It is unclear whether support for sparse files is necessary.  My only
point is that at one time they were very popular amongst a particular
class of heavy DP applications.  Today we have the technology to more
effectively use system resources.  Don't forget that B-trees are relatively
recent inventions!

>>In arguments that UNIX is not suitable for DP applications, sparse
>>files usually come up if the conversation goes on long enough between
>>knowledgeable people.
>Umm, what other operating systems support sparse files *and* return a
>"there's a hole there" indication?  For instance, are there any OSes
>with extent-based file systems (VMS, OS/360 and successors as I
>remember, IRIX with SGI's Extent File System) that support sparse files?

There are a number of OS's which support sparse files.  An 
incomplete list of them includes:

	TurboDOS (1.3 and later)
	S1 (all revs if my memory is correct)
	RM/COS 
	IBM System 3 os (I think, its been 10 years)
	VM
	VMS 
	CP/M (Its not really an os but . . . . it is extent based)
	Any operating system which supports honest-and-for-true ISAMs
	In fact, a number of OS's designed for COBOL or RPG support
		have these features.
	Anyone care to add to the list?
	
It is true, however that newer operating systems don't support sparse
files.  However, add-ons such as VTAM, do still support it.  One reason
for the dimise of sparse files is the lack of support for the concept
of records in more popular operating systems (UNIX, DOS, etc.) It is 
much more difficult to treat a file as a sparse collection of bytes efficiently
than it is as a collection of records.  Several of the above mentioned
operating systems were plagued with handling sparse files in some form
of system imposed record scheme. Often this system-imposed scheme did
hide the "sparseness" from programmers under certain circumstances. For
example, I have been told that VMS allows programs to sequentially read 
a sparse file and skip over gaps in the file. ISAM files were intrensically
sparse.  ("ISAM" is a term which has recently been corrupted to mean 
"Keyed indexed access system of some form" instead of the traditional
surface/track/sector indexing scheme.)

As an aside, TurboDOS used sparse files as the extension mechanism for
files.  To extend a file, one would lock the region beyond the end of the
file, write to it (implicitly extending the file) and then release the lock.
Since file locks were for system imposed quantities, it was possible for
a program to create a sparse file by accident.  If one program wanted to write
1k bytes but the lock quantity was set at 2k bytes, it would have to lock the entire 
physical record (2k bytes) which would cause any program attempting to extend the 
file at the same time to skip beyond the lock region (over the second half of the
2k bytes) and do the same thing.  Effectively a sparse file was
created where the file ended in 1k of written data, 1k of "nothing", and 1k of 
written data.  Depending upon other circumstances, it was possible that the
sparse area could be shown as either unwritten (and return sparse file status)
or under certain obscure cases it would show to contain the previous contents 
of some physicla disk sectors.  This made porting some business applications 
quite difficult since business applications tend to depend upon shared files 
extended in real time. Applications properly written could use sparse files
to their own advantage without difficulty, however.

Robert Cousins
Dept. Mgr, Workstation Dev't.
Data General Corp.

Speaking for myself alone.

meissner@dg-rtp.dg.com (Michael Meissner) (12/12/89)

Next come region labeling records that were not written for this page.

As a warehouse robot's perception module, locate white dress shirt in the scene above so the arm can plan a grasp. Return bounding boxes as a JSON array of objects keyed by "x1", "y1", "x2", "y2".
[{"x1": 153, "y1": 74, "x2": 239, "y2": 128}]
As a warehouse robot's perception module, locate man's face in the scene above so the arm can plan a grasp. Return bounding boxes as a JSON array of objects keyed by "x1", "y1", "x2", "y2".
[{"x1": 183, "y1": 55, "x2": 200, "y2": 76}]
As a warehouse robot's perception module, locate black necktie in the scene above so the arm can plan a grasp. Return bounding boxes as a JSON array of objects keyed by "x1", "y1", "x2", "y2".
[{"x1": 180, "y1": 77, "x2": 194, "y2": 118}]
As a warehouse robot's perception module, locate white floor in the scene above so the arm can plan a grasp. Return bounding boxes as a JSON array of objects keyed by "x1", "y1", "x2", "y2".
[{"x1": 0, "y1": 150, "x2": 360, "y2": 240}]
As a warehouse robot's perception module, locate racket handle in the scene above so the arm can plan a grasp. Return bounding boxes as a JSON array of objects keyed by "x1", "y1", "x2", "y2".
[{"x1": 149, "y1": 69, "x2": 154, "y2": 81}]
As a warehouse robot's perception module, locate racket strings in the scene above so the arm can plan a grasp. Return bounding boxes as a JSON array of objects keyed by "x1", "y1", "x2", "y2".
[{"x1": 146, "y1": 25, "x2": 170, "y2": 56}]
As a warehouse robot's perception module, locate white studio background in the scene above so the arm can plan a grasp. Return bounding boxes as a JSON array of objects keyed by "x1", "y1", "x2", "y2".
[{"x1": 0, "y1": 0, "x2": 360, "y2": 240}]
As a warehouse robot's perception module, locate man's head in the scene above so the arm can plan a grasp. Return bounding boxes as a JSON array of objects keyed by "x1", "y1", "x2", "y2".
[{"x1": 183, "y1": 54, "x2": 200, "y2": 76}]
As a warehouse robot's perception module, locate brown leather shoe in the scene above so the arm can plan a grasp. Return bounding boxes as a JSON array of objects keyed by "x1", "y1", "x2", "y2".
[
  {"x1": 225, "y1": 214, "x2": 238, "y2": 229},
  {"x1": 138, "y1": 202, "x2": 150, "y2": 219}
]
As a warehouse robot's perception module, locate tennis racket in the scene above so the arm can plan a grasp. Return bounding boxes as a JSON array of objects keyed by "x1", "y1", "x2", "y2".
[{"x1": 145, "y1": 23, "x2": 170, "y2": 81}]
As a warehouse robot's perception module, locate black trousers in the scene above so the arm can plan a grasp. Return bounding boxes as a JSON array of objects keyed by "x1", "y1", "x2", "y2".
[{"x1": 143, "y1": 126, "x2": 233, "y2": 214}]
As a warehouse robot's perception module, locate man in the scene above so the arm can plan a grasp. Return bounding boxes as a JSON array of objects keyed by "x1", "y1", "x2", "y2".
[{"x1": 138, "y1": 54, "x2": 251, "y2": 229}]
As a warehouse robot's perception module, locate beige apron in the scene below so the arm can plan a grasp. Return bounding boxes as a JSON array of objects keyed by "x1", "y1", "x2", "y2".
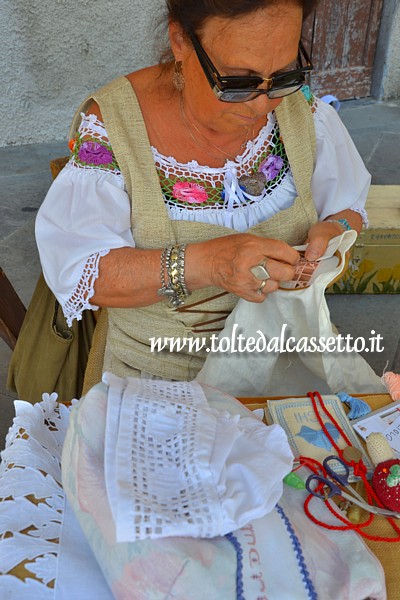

In article <2700@auspex.auspex.com> guy@auspex.auspex.com (Guy Harris) writes:

|  >UNIX treats the "holes" as 0's when read. In fact, UNIX has only
|  >minimal support for sparse files.  Backing up sparse files often
|  >involves copying large amounts of nulls.  Once an area of a file is
|  >written, it cannot be returned to its previous sparse state.
|  
|  Not in general, anyway.  At least the first version of AIX for the RT PC
|  claimed, in its documentation, that it had an "fclear()" call to punch
|  holes in files; I think this may show up in future releases of other
|  UNIXes as well.
|  
|  >In arguments that UNIX is not suitable for DP applications, sparse
|  >files usually come up if the conversation goes on long enough between
|  >knowledgeable people.
|  
|  Umm, what other operating systems support sparse files *and* return a
|  "there's a hole there" indication?  For instance, are there any OSes
|  with extent-based file systems (VMS, OS/360 and successors as I
|  remember, IRIX with SGI's Extent File System) that support sparse files?

Data General's AOS/VS and AOS/VS-II operating systems support sparse
files, and recently they added a version of the read block system call
that would indicate where the holes are.  The default read and read
block system calls just return all zeroes.  Both the file level backup
programs, and the low level disk copy programs preserve holes.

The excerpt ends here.